The students in your school are having a friendship-gram card sale. They have 1,000 friendship-grams to sell. In order to be ready for the customers, they want to have the friendship-grams in the envelopes organized in such a way that a customer can ask for any quantity of friendship-grams between 1 and 1,000 inclusive and the students would be able to give that exact number simply by handing the customer a certain combination of pre-loaded envelopes. They will mark the outside of the envelopes as to how many friendship-grams they contain, but they will not be able to add or subtract friendship-grams from the envelopes once they are inside. Please mark the envelopes below to show how they should be set up and explain any pattern you discover. [Hint: the pattern will break at the last envelope due to the 1,000 friendship-gram limit]

__Solution 4:__

The least amount of cards that can be requested is one, so we know that we must have an envelope containing one card.

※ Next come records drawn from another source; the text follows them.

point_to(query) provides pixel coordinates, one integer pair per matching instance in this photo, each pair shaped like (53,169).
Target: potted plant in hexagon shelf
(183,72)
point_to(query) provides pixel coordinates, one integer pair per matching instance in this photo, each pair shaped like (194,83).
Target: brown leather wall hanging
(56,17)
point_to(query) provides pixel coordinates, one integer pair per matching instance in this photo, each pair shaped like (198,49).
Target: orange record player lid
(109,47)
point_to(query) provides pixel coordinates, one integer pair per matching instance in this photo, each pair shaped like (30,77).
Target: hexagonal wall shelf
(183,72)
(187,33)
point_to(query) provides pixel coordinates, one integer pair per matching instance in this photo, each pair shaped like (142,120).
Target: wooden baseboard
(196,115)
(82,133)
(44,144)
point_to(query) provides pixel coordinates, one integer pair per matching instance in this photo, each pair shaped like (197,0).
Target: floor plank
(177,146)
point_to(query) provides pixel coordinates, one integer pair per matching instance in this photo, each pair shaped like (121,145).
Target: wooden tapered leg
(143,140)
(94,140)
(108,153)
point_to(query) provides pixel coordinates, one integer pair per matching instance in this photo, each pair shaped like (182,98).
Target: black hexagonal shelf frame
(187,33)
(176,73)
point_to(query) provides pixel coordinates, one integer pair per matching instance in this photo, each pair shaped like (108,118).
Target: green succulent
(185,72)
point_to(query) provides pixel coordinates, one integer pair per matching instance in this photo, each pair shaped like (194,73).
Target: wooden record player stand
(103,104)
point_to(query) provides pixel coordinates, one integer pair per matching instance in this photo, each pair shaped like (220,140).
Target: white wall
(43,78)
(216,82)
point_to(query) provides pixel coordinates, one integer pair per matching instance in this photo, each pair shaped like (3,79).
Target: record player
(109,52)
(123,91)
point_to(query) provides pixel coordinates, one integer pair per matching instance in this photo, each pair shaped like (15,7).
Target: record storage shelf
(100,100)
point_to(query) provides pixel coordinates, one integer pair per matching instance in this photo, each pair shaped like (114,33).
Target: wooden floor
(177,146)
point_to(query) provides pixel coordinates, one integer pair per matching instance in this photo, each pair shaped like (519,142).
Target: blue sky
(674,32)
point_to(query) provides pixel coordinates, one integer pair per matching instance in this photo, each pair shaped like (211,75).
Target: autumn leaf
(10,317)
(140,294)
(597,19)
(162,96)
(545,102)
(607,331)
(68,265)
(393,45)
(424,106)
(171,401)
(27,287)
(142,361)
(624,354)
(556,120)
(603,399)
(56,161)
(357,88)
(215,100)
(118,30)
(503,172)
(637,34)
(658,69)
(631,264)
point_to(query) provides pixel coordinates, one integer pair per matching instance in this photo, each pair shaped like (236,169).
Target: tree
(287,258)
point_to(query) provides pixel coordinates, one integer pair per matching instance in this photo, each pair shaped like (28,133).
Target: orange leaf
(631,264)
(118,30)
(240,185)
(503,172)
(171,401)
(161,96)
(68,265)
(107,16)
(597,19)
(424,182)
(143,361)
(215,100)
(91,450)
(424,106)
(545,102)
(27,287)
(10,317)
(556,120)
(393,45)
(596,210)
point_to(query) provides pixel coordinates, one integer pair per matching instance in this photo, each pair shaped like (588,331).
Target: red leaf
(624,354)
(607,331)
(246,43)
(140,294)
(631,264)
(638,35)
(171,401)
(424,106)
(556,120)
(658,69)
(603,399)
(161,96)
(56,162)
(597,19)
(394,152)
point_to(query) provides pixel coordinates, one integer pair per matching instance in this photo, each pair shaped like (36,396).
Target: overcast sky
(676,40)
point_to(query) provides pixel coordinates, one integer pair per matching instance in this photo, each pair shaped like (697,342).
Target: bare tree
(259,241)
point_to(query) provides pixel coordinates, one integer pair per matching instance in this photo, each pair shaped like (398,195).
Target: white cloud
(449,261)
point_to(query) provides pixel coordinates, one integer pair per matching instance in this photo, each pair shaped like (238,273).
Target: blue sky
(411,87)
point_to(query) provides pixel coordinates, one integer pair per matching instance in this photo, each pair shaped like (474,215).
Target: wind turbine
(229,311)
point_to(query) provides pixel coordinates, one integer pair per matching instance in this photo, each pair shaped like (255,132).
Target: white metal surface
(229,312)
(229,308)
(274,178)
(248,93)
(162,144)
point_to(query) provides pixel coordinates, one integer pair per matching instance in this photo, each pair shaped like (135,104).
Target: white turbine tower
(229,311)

The next amount that could be requested is two, so we have a decision to make. Do we place another single card in the envelope or do we have an envelope containing two? The better choice is to have two. The reason is that now we can create 1, 2, and even three cards by adding our existing envelopes so far.

Now that we are covered up to 3 cards, we need to make a 4. We can do this a number of different ways, but the best choice is to place 4 cards in the next envelope. That way we can combine cards at this point to make a 1, 2, 3, 4, 5, 6, and even a 7 simply by adding different combinations of what we have. Then next number we need to create is 8, so we should place 8 cards in the next envelope. Hopefully, by now you start to realize that we are doubling the number of cards each time we get to the next envelope.

Now you might be saying that if we keep doubling then the last envelope should contain 512 cards. However, we must remember the 1,000 card limit. So at this point, if we total the number of cards we have now, it’s 489. Subtract 489 from 1,000 leaves 511 cards in our last envelope.

It is my hope that you have enjoyed these sample problems and share them with your students and your colleagues. Create a library and add more critical thinking questions. They can be used as ice-breakers or extra credit.